Data Dictionary — /api/v1/export (full preset)
| Field | Type | Definition |
|---|---|---|
public_id | string | Permanent citable id (AIT-YYYY-NNNNN). Never reused, never rewritten. |
date / location / lat / lng | mixed | Event date (ISO 8601) and city-level geography. Coordinates are never finer than city/district. |
category | string | Platform category (Physical Assault, Vandalism, Threats, Harassment, Propaganda, Other). |
cst_category | enum | CST six-tier code: EXTREME_VIOLENCE, ASSAULT, DAMAGE, THREATS, ABUSIVE, LITERATURE, OTHER. |
adl_category | enum | ADL audit category: Assault, Vandalism, Harassment. |
nibrs_offense / nibrs_bias_code | string / int | FBI NIBRS offense code crosswalk and bias-motivation code (12 = Anti-Jewish). |
severity_score / severity_label | int / enum | 1–10 scale; CRITICAL ≥ 9, HIGH 7–8, MEDIUM 4–6, LOW ≤ 3. |
admiralty / reliability / credibility | string / char / int | Combined Admiralty code (e.g. B2) and its two axes. Credibility 1 requires ≥2 independent outlets. |
confidence / probability_term | enum / string | ICD-203 confidence (high/moderate/low) and word of estimative probability with its percentage band. |
corroborating_outlets | int | Count of independent outlets attached to this event by the dedup engine. |
evidence_sha256 | hex | SHA-256 of the archived primary-source snapshot in the evidence vault. |
Code Examples
# Get all incidents as JSON curl "https://antisemitic-incidents-tracker.onrender.com/api/v1/incidents" # Filter by location and date range curl "https://antisemitic-incidents-tracker.onrender.com/api/v1/incidents?location=new+york&since=2025-01-01&limit=100" # Download as CSV curl -o incidents.csv "https://antisemitic-incidents-tracker.onrender.com/api/v1/incidents?format=csv&limit=500"
import requests
response = requests.get(
"https://antisemitic-incidents-tracker.onrender.com/api/v1/incidents",
params={"category": "Physical Assault", "limit": 100}
)
data = response.json()
print(f"Total: {data['meta']['total']} incidents")
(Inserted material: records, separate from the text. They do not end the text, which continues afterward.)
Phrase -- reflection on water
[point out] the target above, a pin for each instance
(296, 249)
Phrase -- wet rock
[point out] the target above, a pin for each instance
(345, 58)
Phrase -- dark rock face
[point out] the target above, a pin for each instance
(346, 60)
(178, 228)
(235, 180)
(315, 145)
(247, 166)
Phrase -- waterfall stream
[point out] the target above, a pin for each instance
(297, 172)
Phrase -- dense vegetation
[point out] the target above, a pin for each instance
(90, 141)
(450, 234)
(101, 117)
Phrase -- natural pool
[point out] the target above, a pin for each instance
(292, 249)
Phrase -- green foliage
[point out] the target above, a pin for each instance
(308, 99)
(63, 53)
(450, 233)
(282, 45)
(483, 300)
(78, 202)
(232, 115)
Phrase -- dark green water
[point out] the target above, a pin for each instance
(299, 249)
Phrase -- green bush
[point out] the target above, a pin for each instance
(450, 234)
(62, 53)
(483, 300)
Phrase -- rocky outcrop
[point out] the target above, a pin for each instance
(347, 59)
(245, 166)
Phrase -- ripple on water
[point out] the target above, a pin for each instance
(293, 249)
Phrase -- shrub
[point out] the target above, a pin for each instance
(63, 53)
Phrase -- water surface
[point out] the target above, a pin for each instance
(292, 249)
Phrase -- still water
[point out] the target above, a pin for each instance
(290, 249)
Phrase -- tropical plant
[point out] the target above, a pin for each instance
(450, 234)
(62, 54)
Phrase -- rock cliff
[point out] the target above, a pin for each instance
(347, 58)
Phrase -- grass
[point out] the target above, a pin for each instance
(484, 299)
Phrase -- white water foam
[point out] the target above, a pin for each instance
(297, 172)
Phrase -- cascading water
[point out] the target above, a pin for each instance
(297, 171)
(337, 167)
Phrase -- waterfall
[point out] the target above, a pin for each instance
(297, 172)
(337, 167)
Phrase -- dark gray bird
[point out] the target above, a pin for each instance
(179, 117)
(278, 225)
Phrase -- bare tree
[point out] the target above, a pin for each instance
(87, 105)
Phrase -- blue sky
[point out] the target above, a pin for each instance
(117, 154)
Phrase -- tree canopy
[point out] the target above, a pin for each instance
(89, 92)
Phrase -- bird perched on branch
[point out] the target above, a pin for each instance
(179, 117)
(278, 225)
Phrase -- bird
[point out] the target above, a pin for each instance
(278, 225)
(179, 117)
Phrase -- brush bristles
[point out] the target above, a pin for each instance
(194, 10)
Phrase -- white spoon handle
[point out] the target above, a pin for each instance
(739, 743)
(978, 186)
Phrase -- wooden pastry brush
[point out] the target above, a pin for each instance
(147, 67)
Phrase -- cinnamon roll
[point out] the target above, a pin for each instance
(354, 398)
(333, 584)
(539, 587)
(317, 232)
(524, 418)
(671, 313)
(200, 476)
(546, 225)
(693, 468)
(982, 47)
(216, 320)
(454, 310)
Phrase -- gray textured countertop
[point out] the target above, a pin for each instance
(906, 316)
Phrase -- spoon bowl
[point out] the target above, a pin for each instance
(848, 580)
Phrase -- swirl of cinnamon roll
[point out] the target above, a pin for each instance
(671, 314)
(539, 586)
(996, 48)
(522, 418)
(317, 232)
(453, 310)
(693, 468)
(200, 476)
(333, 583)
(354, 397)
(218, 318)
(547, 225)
for incident in data["data"]:
print(f" {incident['date']} - {incident['title']}")const res = await fetch(
"https://antisemitic-incidents-tracker.onrender.com/api/v1/incidents?location=california&sort=severity"
);
const { meta, data } = await res.json();
console.log(`Page ${meta.page} of ${meta.totalPages}`);
data.forEach(inc => console.log(inc.title, inc.severity_label));Example JSON Response
{
"meta": {
"total": 487,
"page": 1,
"pageSize": 50,
"totalPages": 10,
"lastUpdated": "2026-04-05T15:00:00.000Z"
},
"data": [
{
"id": "AIT-2026-00421",
"internal_id": "abc123def456",
"title": "Swastika found at university campus",
"description": "...",
"date": "2026-03-15",
"location": "New York, NY, USA",
"lat": 40.71, "lng": -74.01,
"category": "Vandalism",
"severity_score": 6,
"severity_label": "MEDIUM",
"threat_priority": "MEDIUM",
"admiralty": "B2",
"corroborating_outlets": 3,
"source": "JTA",
"url": "https://...",
"status": "verified"
}
]
}Usage Guidelines
- No API key required — all data is public and free to use.
- Responses are cached for 5 minutes (300s) for performance.
- Maximum 500 results per request — use pagination for larger datasets.
- CORS is enabled — you can call from any frontend application.
- Please credit “Antisemitic Incidents Tracker” when using the data in publications.
Disclosure
Known Limitations
The data is limited by what is reported in the media. Many incidents go undocumented, meaning these metrics represent a floor rather than a ceiling of activity.